In April 2005, Health Canada, the drug regulatory agency for Canada, approved the use of the cannabis-derived drug Sativex® (GW Pharmaceuticals) to treat MS-related pain. The approval was based on a small, four-week clinical trial conducted in the United Kingdom in 66 people with MS, the results of which have not yet been published in a peer-reviewed medical journal. Sativex contains extracts from the marijuana plant and is administered as a spray into the mouth. Details about the Sativex approval are available on the Web site of the MS Society of Canada. This drug is not approved in the United States.

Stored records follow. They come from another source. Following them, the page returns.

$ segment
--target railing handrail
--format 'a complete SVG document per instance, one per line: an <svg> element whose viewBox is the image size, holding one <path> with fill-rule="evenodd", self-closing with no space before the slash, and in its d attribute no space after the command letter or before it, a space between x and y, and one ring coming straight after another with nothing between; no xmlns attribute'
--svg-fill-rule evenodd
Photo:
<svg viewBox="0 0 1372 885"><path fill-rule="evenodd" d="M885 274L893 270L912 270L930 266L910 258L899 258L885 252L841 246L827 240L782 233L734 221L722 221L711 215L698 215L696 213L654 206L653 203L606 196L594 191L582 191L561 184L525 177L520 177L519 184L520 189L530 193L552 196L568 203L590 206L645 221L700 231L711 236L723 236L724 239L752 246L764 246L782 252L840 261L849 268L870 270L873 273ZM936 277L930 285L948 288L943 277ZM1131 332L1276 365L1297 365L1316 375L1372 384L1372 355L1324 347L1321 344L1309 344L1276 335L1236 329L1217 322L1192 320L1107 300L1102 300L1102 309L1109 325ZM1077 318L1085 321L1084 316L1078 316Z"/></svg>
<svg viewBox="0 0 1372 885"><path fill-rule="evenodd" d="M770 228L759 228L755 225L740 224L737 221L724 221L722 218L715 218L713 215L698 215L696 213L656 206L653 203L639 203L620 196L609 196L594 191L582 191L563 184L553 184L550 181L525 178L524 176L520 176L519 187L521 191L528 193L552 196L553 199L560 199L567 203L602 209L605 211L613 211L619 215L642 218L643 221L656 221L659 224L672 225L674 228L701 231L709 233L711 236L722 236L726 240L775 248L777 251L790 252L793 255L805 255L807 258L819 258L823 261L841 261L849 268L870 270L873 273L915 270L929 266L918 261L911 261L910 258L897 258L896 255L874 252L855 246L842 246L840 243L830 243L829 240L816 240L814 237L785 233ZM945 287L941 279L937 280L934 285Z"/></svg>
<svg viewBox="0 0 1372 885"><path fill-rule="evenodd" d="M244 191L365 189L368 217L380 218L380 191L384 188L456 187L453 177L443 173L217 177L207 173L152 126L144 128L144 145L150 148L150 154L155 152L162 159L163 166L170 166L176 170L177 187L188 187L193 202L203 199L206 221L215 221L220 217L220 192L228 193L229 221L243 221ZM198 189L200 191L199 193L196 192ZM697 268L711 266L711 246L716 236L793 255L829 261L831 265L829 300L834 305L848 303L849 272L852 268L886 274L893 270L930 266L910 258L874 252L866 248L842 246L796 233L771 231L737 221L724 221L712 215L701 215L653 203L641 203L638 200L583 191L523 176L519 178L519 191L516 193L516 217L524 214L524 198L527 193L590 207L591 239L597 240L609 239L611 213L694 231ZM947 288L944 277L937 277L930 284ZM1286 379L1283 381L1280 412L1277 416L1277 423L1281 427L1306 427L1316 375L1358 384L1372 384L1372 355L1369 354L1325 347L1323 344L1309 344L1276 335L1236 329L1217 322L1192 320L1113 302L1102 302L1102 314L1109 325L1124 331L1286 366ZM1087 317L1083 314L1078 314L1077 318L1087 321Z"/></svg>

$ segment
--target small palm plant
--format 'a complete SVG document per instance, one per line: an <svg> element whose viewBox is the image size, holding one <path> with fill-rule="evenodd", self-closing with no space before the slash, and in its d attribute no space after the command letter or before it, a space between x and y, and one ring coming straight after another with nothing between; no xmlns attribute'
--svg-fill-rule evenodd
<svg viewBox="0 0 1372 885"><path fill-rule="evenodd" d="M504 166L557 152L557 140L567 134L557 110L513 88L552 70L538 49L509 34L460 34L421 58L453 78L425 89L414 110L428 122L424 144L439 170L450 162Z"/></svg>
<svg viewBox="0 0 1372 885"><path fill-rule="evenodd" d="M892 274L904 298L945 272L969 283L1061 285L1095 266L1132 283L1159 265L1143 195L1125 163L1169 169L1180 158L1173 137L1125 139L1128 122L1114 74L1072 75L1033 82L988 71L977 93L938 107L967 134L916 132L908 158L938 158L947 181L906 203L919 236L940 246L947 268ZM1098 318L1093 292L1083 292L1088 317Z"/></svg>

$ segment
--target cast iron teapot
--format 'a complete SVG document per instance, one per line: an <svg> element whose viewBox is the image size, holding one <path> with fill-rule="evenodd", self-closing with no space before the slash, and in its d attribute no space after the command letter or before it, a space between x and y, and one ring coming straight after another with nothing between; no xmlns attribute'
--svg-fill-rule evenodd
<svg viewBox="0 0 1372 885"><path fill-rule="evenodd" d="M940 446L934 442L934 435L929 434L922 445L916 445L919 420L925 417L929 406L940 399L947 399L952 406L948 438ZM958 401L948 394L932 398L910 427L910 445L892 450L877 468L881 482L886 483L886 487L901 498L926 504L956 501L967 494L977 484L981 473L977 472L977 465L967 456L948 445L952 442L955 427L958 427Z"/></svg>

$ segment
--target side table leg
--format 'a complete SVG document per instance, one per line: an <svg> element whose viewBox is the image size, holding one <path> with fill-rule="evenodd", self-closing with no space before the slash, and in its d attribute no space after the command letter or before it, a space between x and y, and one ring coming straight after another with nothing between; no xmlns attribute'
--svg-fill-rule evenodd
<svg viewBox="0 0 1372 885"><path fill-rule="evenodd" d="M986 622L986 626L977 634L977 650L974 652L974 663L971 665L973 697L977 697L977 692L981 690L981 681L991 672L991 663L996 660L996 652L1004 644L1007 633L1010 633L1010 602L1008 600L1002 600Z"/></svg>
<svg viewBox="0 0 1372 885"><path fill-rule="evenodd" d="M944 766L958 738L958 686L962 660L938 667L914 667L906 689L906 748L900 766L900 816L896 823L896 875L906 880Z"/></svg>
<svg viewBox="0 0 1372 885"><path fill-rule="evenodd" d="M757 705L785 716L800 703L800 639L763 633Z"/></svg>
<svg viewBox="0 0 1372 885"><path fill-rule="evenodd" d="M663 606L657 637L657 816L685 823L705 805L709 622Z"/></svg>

Other Potential Uses for Marijuana and Its Derivatives
In addition to studying the potential role of marijuana and its derivatives in the treatment of MS-related symptoms, scientists are exploring the potential of cannabinoids to inhibit neurodegeneration. In a recent study published in Brain (Pryce, Ahmed, Hankey et al., 2003), it was demonstrated that cannabinoids were able to slow the disease process in mice with EAE. While this is an interesting and potentially exciting finding, it is important to keep in mind that EAE is an animal model of MS that is similar, but not identical to MS. Many substances that have had positive effects in EAE trials have subsequently had no effects—or even negative effects—when tested in people with MS. Therefore, we need to wait for outcomes of human trials of cannabinoids in order to determine if these substances have a disease-modifying effect in MS.
In the meantime, it is the opinion of the National MS Society's Medical Advisory Board that there are currently insufficient data to recommend cannabinoids in any form as a treatment for MS. More research is needed to determine the potential role of cannabinoids in MS treatment. Smoking marijuana is unwise because the toxic effects appear to exceed those associated with tobacco smoking.